25

Sharko hizo entrar a Lucie y cerró la puerta con llave tras de sí. La llevó de la muñeca hasta en medio del salón y se precipitó hacia la ventana de la cocina.

– ¿Te han visto entrar? ¿Has hablado con alguien?

– No.

– ¿Por qué no contestabas a mis llamadas?

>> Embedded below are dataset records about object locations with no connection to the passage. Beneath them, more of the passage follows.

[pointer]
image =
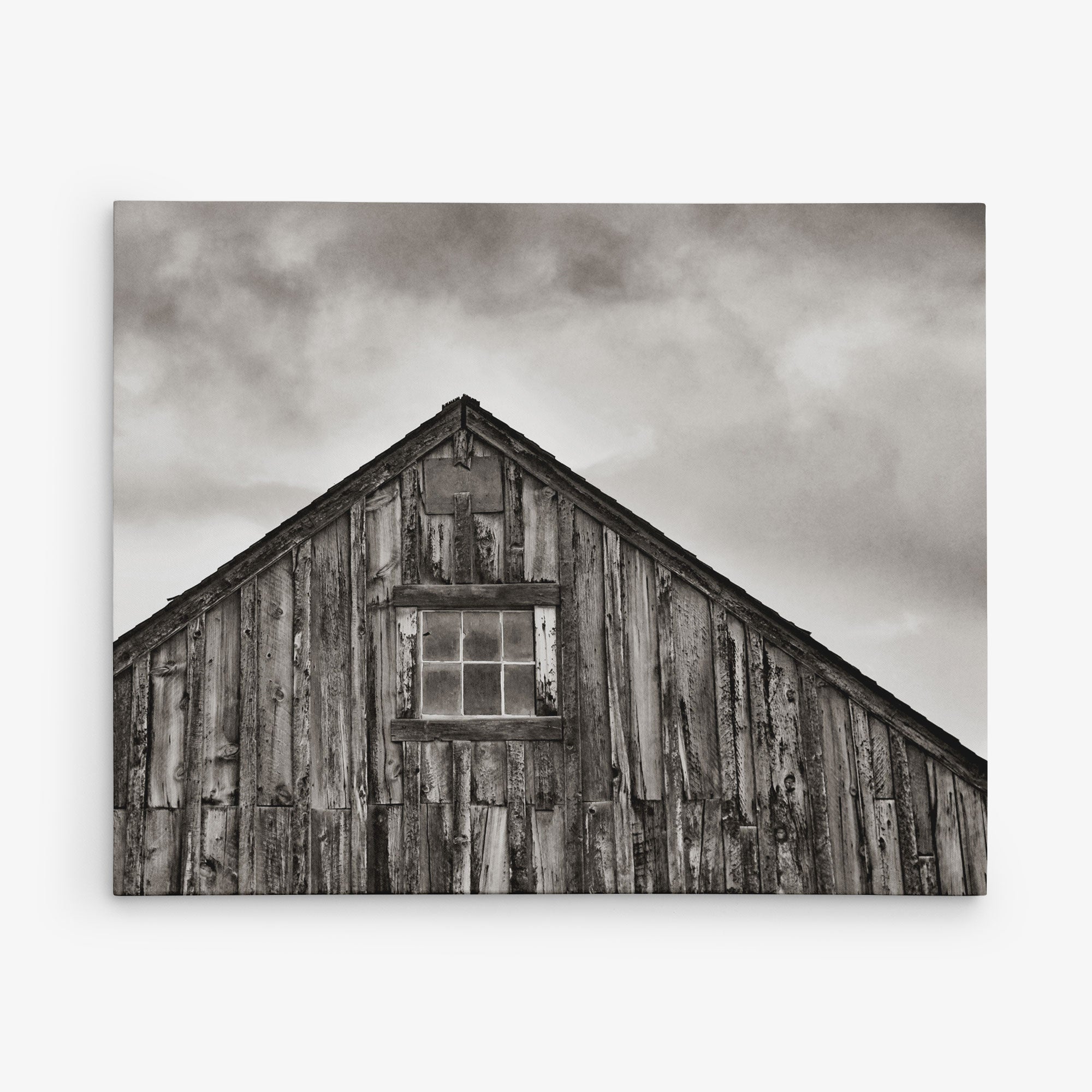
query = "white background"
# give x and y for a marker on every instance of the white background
(562, 102)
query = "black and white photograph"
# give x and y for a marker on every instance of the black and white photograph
(514, 652)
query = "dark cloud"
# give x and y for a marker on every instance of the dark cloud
(798, 393)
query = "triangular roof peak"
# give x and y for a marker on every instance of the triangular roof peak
(466, 412)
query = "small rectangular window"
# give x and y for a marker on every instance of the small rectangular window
(478, 663)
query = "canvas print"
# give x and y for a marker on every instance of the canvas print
(377, 636)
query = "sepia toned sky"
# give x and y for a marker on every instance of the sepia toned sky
(797, 394)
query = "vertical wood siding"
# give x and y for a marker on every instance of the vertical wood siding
(253, 751)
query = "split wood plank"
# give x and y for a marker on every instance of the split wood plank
(490, 874)
(650, 848)
(816, 784)
(514, 523)
(643, 662)
(461, 838)
(167, 776)
(905, 814)
(949, 852)
(248, 733)
(359, 701)
(330, 667)
(972, 824)
(763, 740)
(385, 849)
(123, 721)
(867, 799)
(302, 719)
(733, 728)
(695, 692)
(163, 851)
(219, 873)
(548, 850)
(274, 611)
(330, 851)
(137, 766)
(789, 796)
(519, 837)
(383, 525)
(274, 851)
(674, 785)
(220, 786)
(600, 848)
(195, 754)
(840, 766)
(568, 660)
(540, 531)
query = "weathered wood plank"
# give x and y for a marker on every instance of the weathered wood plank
(385, 849)
(121, 816)
(436, 849)
(548, 850)
(461, 839)
(137, 766)
(519, 837)
(219, 873)
(248, 733)
(274, 851)
(490, 850)
(883, 781)
(163, 851)
(650, 848)
(471, 597)
(514, 523)
(840, 767)
(359, 698)
(905, 814)
(674, 784)
(887, 880)
(568, 660)
(220, 786)
(540, 531)
(167, 775)
(754, 614)
(763, 740)
(123, 723)
(867, 799)
(465, 540)
(596, 770)
(330, 668)
(789, 796)
(195, 754)
(920, 800)
(816, 778)
(275, 684)
(330, 851)
(695, 693)
(383, 525)
(949, 852)
(411, 818)
(643, 663)
(302, 784)
(600, 848)
(972, 825)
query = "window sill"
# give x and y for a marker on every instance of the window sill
(477, 729)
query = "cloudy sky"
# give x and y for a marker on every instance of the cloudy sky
(797, 394)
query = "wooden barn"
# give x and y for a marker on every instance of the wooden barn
(466, 670)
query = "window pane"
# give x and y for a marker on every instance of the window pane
(482, 635)
(519, 635)
(440, 635)
(519, 690)
(441, 690)
(483, 690)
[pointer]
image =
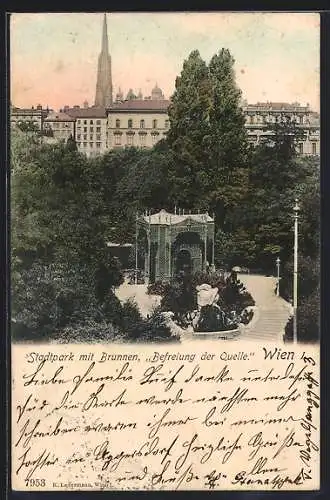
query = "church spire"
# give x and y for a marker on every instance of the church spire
(105, 43)
(103, 95)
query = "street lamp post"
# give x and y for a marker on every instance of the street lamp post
(296, 209)
(278, 261)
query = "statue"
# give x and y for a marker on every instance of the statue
(209, 316)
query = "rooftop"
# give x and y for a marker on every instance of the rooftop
(277, 106)
(92, 112)
(59, 117)
(141, 105)
(166, 218)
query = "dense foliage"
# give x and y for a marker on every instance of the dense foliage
(180, 296)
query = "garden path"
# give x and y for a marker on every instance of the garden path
(271, 312)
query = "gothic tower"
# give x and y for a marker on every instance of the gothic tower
(103, 95)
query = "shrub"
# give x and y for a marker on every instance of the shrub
(86, 332)
(157, 288)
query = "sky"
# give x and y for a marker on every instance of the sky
(54, 55)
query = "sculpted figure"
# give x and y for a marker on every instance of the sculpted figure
(207, 296)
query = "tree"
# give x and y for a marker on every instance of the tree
(189, 128)
(208, 138)
(227, 143)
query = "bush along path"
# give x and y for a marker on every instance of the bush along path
(271, 312)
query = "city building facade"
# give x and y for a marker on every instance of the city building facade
(91, 131)
(143, 121)
(34, 116)
(259, 116)
(59, 126)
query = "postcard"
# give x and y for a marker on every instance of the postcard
(165, 292)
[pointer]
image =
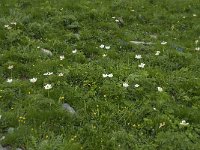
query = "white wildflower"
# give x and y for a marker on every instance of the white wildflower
(74, 51)
(10, 67)
(60, 74)
(184, 123)
(2, 138)
(47, 52)
(9, 80)
(48, 73)
(141, 65)
(162, 124)
(197, 48)
(138, 56)
(62, 57)
(7, 27)
(157, 53)
(104, 75)
(33, 80)
(47, 86)
(102, 46)
(104, 55)
(163, 43)
(160, 89)
(107, 47)
(125, 85)
(13, 23)
(110, 75)
(136, 85)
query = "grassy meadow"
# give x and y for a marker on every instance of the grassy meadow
(99, 74)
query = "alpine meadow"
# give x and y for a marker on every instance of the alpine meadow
(99, 74)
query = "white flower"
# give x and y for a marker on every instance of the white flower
(33, 80)
(141, 65)
(107, 47)
(6, 26)
(9, 80)
(138, 56)
(157, 53)
(197, 48)
(2, 138)
(163, 43)
(162, 124)
(48, 73)
(159, 89)
(10, 67)
(184, 123)
(60, 74)
(74, 51)
(110, 75)
(136, 85)
(101, 46)
(46, 52)
(104, 75)
(62, 57)
(104, 55)
(125, 85)
(13, 23)
(47, 86)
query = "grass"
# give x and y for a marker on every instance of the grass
(108, 115)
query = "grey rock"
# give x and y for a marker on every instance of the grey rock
(67, 107)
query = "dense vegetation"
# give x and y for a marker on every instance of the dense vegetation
(71, 79)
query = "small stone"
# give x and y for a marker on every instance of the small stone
(67, 107)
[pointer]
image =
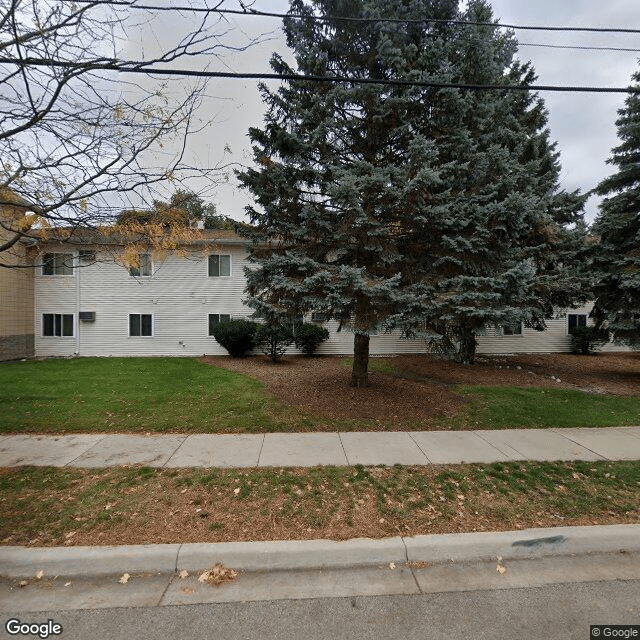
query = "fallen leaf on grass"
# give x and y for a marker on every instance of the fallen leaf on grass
(217, 575)
(417, 565)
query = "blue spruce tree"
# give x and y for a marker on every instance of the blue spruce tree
(404, 206)
(616, 259)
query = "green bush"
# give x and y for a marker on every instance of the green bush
(274, 338)
(236, 336)
(585, 340)
(308, 337)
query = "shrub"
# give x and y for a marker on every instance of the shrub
(274, 338)
(236, 336)
(308, 337)
(585, 340)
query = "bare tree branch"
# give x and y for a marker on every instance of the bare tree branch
(77, 143)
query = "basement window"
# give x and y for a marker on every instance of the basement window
(219, 266)
(576, 320)
(215, 319)
(57, 325)
(140, 325)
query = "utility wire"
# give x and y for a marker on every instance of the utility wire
(269, 14)
(139, 67)
(573, 46)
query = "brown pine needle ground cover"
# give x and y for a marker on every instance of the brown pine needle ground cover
(422, 392)
(138, 505)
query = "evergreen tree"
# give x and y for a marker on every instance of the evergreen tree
(422, 208)
(343, 167)
(506, 255)
(616, 260)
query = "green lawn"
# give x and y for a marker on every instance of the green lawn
(135, 394)
(185, 395)
(504, 407)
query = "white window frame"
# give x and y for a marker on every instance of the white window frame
(139, 267)
(586, 321)
(511, 335)
(69, 261)
(140, 313)
(219, 255)
(219, 320)
(62, 335)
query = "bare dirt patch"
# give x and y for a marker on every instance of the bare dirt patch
(423, 387)
(52, 507)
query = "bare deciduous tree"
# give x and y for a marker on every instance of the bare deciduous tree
(78, 140)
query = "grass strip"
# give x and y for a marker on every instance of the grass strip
(505, 407)
(139, 505)
(137, 394)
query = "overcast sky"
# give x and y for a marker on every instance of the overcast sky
(582, 124)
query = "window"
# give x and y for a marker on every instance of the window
(219, 265)
(576, 320)
(514, 329)
(57, 264)
(145, 267)
(217, 318)
(57, 324)
(140, 324)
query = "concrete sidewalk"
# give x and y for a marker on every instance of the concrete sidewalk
(313, 449)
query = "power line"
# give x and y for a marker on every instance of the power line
(269, 14)
(572, 46)
(139, 67)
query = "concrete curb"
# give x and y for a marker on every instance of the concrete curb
(24, 562)
(297, 554)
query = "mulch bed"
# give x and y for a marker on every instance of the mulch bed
(425, 385)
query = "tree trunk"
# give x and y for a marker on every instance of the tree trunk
(467, 348)
(359, 373)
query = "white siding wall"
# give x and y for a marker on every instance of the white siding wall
(55, 294)
(180, 295)
(555, 339)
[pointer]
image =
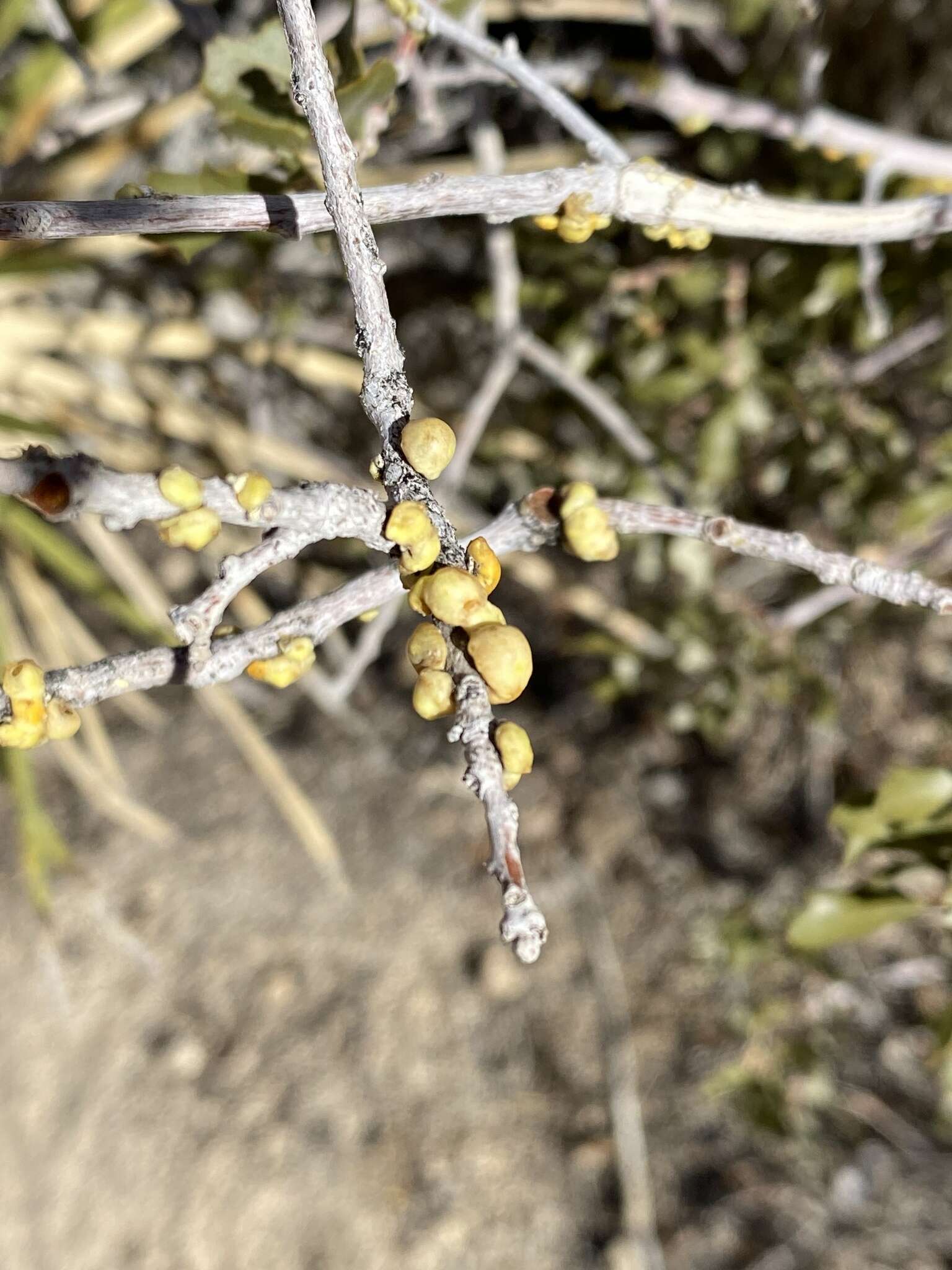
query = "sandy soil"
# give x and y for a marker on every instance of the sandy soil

Lucie miró a su alrededor. Hacía más de un año que había estado en aquel apartamento por primera vez. En aquella época, ella durmió en el sofá y él en la cama. El sillón seguía allí, pero las fotos de su mujer y de su hija, tan numerosas entonces, habían desaparecido. Ningún recuerdo de su vida pasada, ni tampoco decoración ni objetos. ¿Por qué tenía Lucie la fría impresión de que aquel apartamento se había quedado sin vida, sin alma, como esos que se visitan tras la muerte del propietario? Observó a Sharko, que colgaba su arma reglamentaria de un perchero, como siempre había hecho. ¿Cuántos años hacía que repetía aquel mismo gesto? A pesar de su corte de cabello a cepillo, sus arrugas se habían hinchado aún más y su rostro parecía resquebrajarse como el yeso mal fraguado. La fatiga lo consumía, como una droga perniciosa.

Lucie se quedó de pie.

– Quería hablar contigo cara a cara, no por teléfono.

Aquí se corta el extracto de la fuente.